De fato, a adoção por
parte do STF dos julgamentos virtuais, a propósito da ampliação da competência
do assim chamado “plenário virtual”, compromete o princípio da publicidade e
retira do advogado o direito à sua sempre necessária intervenção por
sustentação oral na defesa dos interesses do jurisdicionado.
A rigor, no Estado de
direito, o equilíbrio é peça fundamental, não se devendo sobrepor uns aos outros
e muito menos colocar o Estado-juiz acima da cidadania ou da advocacia. Não há
que se impedir à sociedade acompanhar os votos da decisão do plenário nem
obstar a participação dos advogados por manifestações que, muitas vezes, têm
mudado o entendimento da Corte, de forma positiva. Mas, com o uso reiterado do
plenário virtual, nada disso é possível.
Wilson Campos
(Advogado/Presidente da Comissão de Defesa da Cidadania e dos Interesses
Coletivos da Sociedade, da OAB-MG/Delegado de Prerrogativas da OAB-MG).

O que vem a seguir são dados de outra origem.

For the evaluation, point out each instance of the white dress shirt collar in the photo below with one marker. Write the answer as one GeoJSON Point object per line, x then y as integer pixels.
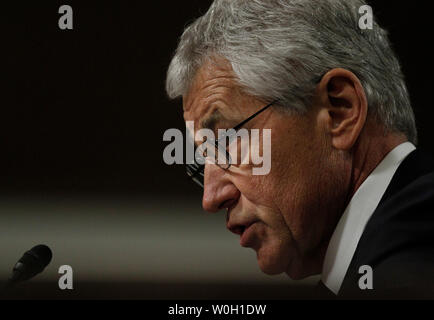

Caro colega Dr. Wilson Campos, o senhor está correto, no seu arremate do artigo, e os cem advogados também estão porque essa atitude de julgar virtualmente é um dano à defesa da causa. O que está acontecendo é que os ministros estão decidindo sem o aparte do contraditório e da defesa, além de ficar prejudicado o fato da publicidade à sociedade do que acontece no Supremo . Está virando casa do esconde-esconde. As prerrogativas dos advogados estão sendo violadas como o senhor bem alegou, pois os advogados são indispensáveis à adm. da Justiça. Abração nobre colega e parabéns pelo artigo e pelo excelente blog. Carlos Cunha - adv.